En este ensayo de especificidad, KumaMax™ demostró su nivel más alto de actividad en el sustrato PQ, el dipéptido que había sido diseñado para preferir. Si bien KumaMax™ no se diseñó explícitamente para demostrar una disminución en la especificidad para el motivo PR o para otros motivos, su mayor especificidad para PQ podría disminuir su actividad para motivos no diana. De hecho, KumaMax™ no mostró actividad catalítica significativa contra los sustratos QP o PR en este ensayo (Tabla 2). De acuerdo con informes anteriores14, KumaWT exhibió su nivel más alto de actividad en el motivo PR. KumaWT demostró niveles de actividad significativamente más bajos en los otros tres sustratos peptídicos.
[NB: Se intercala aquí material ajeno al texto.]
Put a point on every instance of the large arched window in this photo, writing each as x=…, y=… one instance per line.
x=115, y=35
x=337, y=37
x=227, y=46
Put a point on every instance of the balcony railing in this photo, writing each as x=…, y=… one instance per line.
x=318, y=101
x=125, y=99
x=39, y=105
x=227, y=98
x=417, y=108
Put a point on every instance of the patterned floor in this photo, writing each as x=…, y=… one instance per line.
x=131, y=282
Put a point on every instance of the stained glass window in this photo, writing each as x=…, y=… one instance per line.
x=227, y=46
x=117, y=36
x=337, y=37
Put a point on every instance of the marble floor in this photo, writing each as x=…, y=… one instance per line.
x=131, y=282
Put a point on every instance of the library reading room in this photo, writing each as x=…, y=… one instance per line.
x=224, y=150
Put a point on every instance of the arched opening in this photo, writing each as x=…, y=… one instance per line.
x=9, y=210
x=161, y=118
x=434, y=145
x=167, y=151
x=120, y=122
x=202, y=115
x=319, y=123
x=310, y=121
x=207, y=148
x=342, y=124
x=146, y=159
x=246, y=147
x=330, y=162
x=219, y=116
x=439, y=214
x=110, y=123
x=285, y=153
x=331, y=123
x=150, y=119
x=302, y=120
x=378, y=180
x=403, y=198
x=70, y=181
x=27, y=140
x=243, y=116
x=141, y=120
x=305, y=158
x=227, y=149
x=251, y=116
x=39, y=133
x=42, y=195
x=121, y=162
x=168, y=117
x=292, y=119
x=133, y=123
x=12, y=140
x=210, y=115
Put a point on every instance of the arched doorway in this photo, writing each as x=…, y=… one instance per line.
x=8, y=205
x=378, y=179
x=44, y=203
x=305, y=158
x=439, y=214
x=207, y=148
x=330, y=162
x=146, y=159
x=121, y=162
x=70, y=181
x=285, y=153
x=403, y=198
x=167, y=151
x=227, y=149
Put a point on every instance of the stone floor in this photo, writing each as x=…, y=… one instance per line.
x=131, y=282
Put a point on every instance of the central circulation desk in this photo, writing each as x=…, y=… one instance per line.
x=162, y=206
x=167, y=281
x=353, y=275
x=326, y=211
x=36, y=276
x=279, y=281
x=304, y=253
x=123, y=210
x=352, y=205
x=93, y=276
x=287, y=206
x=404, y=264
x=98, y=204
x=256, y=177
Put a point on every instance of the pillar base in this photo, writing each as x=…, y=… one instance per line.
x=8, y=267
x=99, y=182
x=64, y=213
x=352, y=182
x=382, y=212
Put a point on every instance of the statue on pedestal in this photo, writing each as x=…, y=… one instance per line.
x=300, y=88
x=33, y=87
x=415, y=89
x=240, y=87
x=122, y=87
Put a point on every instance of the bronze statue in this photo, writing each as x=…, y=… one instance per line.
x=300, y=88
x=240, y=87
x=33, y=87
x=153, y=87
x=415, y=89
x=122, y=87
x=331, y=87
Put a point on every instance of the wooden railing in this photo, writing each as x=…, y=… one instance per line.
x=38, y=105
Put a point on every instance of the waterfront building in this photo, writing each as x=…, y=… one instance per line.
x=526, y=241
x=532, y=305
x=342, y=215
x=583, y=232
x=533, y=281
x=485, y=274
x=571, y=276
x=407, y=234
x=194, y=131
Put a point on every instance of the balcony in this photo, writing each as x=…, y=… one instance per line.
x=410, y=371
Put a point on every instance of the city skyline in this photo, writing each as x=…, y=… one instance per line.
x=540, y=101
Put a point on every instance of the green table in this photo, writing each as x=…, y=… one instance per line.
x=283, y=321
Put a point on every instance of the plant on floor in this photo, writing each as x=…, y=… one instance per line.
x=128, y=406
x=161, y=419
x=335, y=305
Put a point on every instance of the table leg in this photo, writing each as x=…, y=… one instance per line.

Si bien la actividad catalítica de KumaWT en el motivo dipéptido PQ se ha informado anteriormente14, no se observó actividad significativa en el sustrato dipéptido PQ en este ensayo, lo que puede deberse a los efectos disruptivos del pNA en la unión de este péptido al sitio activo de la enzima. Ambas enzimas demostraron actividad hacia el sustrato isostérico PE, que se predice que tiene carga neutra a pH 4; sin embargo, KumaMax™ demostró una disminución de aproximadamente 5 veces en la actividad sobre el sustrato del péptido PE en comparación con su actividad sobre el sustrato PQ, lo que ilustra su perfecta selectividad por el motivo dipéptido PQ.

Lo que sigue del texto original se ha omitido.